# Rate Limits & Security

## Connection limits

| Limit                          | Value        | Scope             |
| ------------------------------ | ------------ | ----------------- |
| Global concurrent connections  | 10,000       | Entire server     |
| Per-IP concurrent connections  | 20           | Single IP address |
| Per-IP connection rate         | 60 / minute  | Sliding window    |
| Per-key concurrent connections | Configurable | Per API key       |

If you exceed any of these limits, the server responds with HTTP `429 Too Many Requests` during the handshake:

```json
{
  "error": "max_connections_reached",
  "limit": 5,
  "current": 5
}
```

## Client message limits

The server does not expect messages from clients. However, if you do send messages:

| Limit          | Value       | Consequence                               |
| -------------- | ----------- | ----------------------------------------- |
| Message rate   | 30 / minute | Connection closed (`rate_limit_exceeded`) |
| Max frame size | 1 KB        | Connection closed (`frame_too_large`)     |

## TLS

All connections use **TLS encryption** by default (WSS on port 9201).

{% hint style="info" %}
The server may use a self-signed certificate. If so, you will need to disable certificate verification in your client.
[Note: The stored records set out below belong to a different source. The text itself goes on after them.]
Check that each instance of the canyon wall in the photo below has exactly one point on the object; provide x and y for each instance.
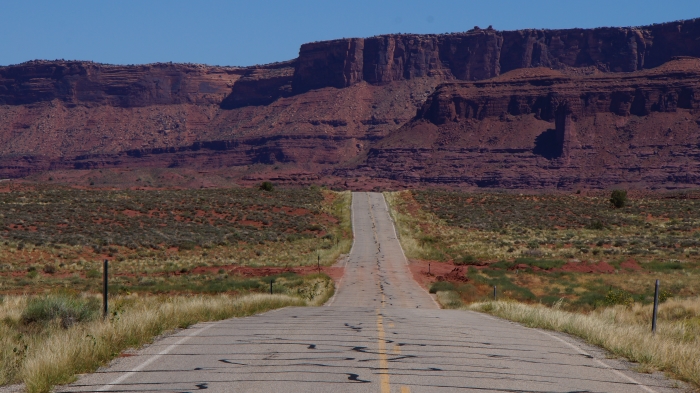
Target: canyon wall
(540, 128)
(483, 108)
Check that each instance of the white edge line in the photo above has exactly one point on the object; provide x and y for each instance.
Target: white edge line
(579, 350)
(405, 260)
(153, 359)
(352, 222)
(582, 352)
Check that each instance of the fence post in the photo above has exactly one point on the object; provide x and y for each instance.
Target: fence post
(656, 307)
(105, 281)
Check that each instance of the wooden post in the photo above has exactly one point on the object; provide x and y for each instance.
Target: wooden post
(105, 288)
(656, 307)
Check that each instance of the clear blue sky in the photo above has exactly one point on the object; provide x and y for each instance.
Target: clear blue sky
(263, 31)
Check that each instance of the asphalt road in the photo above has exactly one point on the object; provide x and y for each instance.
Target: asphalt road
(380, 333)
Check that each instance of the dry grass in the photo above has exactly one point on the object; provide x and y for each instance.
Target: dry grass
(42, 356)
(624, 331)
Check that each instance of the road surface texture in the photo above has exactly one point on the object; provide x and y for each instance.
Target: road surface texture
(380, 333)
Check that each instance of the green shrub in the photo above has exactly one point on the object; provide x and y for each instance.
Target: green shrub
(659, 266)
(618, 198)
(67, 309)
(440, 286)
(267, 186)
(467, 260)
(618, 296)
(540, 263)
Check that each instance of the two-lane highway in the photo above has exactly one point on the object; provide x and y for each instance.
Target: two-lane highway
(380, 333)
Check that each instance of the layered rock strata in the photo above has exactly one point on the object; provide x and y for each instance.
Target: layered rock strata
(539, 128)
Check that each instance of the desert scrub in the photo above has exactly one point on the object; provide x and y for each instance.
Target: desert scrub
(64, 309)
(229, 229)
(43, 352)
(540, 248)
(623, 330)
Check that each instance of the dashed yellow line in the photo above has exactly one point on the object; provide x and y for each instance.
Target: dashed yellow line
(383, 363)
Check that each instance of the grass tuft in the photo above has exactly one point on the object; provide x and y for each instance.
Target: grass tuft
(623, 330)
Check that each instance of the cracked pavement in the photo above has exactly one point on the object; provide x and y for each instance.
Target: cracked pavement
(381, 332)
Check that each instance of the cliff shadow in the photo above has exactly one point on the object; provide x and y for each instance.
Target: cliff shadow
(548, 145)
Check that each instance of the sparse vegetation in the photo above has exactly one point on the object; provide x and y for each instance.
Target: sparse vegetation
(571, 263)
(618, 198)
(46, 340)
(624, 331)
(554, 248)
(177, 257)
(166, 241)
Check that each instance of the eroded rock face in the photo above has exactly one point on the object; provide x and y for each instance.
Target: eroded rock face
(520, 109)
(74, 82)
(539, 128)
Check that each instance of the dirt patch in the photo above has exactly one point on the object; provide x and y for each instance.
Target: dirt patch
(631, 264)
(427, 272)
(587, 267)
(334, 272)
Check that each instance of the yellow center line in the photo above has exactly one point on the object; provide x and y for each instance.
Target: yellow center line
(383, 363)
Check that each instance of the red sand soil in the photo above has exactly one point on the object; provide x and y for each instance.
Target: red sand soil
(587, 267)
(439, 271)
(630, 264)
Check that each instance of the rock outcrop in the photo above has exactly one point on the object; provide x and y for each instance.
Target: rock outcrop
(539, 128)
(484, 108)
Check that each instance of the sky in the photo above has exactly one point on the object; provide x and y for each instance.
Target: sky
(241, 33)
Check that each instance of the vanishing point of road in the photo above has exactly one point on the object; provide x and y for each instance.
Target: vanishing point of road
(381, 332)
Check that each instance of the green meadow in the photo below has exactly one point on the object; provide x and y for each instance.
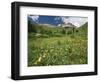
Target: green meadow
(48, 46)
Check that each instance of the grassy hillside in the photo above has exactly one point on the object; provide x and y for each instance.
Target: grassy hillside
(56, 45)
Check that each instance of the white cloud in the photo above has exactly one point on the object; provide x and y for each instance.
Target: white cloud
(34, 17)
(77, 21)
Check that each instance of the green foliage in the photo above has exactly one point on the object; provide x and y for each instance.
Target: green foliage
(50, 46)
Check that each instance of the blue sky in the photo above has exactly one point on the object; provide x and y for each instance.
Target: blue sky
(57, 20)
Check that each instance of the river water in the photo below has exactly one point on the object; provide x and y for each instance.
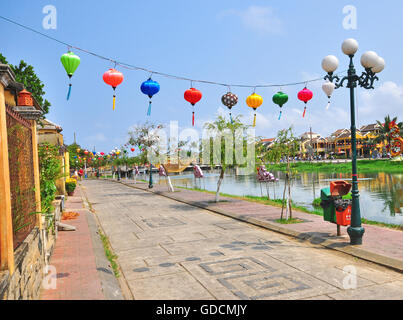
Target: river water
(381, 194)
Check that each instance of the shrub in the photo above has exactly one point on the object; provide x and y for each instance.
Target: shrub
(70, 187)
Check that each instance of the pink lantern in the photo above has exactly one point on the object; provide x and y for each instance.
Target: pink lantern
(305, 95)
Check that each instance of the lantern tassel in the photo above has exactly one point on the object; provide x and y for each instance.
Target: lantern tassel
(69, 92)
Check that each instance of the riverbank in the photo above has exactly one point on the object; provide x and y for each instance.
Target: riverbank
(381, 245)
(364, 166)
(278, 203)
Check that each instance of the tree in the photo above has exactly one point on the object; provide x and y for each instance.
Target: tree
(25, 74)
(218, 129)
(385, 129)
(286, 145)
(146, 136)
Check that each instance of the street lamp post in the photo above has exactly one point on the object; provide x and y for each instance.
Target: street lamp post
(150, 183)
(373, 64)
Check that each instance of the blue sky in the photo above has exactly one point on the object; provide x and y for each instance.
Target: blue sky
(247, 42)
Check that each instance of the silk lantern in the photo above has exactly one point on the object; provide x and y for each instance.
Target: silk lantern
(229, 100)
(328, 87)
(70, 63)
(150, 88)
(280, 99)
(193, 96)
(113, 78)
(305, 95)
(254, 101)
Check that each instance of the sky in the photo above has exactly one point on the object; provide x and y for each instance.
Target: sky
(226, 41)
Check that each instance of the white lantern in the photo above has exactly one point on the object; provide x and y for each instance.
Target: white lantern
(349, 47)
(330, 64)
(328, 87)
(369, 59)
(380, 65)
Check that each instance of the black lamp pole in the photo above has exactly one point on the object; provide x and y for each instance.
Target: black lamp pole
(366, 81)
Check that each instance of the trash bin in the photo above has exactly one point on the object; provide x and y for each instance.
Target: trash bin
(339, 188)
(327, 203)
(343, 212)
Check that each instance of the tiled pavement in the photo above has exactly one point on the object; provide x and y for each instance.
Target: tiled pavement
(74, 260)
(386, 243)
(172, 250)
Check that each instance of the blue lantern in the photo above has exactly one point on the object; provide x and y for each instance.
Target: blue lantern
(150, 88)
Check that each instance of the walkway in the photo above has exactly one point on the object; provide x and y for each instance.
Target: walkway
(380, 245)
(172, 250)
(82, 269)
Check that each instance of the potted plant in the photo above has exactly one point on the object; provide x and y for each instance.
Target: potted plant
(70, 187)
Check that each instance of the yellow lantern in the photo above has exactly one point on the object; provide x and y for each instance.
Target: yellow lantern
(254, 101)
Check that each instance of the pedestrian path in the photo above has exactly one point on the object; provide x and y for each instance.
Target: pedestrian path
(380, 245)
(74, 259)
(169, 249)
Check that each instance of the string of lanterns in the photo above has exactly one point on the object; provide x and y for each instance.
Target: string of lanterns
(150, 88)
(114, 78)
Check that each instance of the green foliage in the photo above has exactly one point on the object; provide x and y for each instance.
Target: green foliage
(109, 254)
(25, 74)
(364, 166)
(385, 130)
(70, 186)
(50, 167)
(218, 129)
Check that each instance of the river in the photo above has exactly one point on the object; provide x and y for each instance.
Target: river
(381, 194)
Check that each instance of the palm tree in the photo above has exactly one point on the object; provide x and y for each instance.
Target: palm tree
(385, 129)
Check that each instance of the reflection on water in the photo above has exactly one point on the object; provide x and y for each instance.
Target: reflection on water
(381, 194)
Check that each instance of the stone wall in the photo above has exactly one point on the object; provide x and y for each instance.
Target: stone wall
(30, 259)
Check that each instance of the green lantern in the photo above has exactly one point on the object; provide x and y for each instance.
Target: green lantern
(280, 99)
(70, 63)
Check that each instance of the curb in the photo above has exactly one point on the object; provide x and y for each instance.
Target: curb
(113, 288)
(363, 254)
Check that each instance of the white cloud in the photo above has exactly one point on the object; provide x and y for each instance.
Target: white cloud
(385, 99)
(99, 137)
(260, 19)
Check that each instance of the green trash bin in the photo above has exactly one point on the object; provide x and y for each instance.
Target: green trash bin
(327, 203)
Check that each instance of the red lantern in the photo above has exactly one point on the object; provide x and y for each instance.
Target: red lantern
(305, 95)
(193, 96)
(113, 78)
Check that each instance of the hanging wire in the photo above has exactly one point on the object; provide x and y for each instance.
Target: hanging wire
(167, 75)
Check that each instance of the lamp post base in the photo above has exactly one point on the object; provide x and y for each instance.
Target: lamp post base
(355, 234)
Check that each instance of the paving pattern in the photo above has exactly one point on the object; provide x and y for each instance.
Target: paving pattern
(171, 250)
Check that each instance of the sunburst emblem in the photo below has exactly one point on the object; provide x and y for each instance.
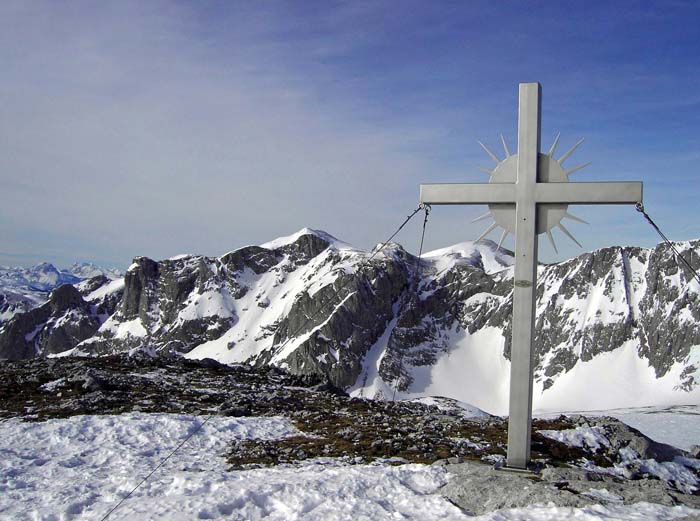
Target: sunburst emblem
(550, 170)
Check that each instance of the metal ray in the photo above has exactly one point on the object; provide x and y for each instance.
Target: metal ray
(505, 146)
(566, 156)
(488, 230)
(486, 149)
(574, 218)
(568, 234)
(503, 237)
(482, 217)
(576, 168)
(554, 145)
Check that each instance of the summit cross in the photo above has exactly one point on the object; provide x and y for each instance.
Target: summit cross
(528, 194)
See [Code Examples](https://cryptolistingws.gitbook.io/docs/code-examples) for how to do this in each language.
{% endhint %}

## API key security

* Keys are **hashed with SHA-256** before storage -- raw keys cannot be recovered from the database.
* Invalid API keys are cached for **30 seconds** to mitigate brute-force attacks.
* Keys can be **revoked instantly** by an administrator, immediately disconnecting all active sessions.
* Keys can have **expiration dates** -- expired keys are automatically rejected.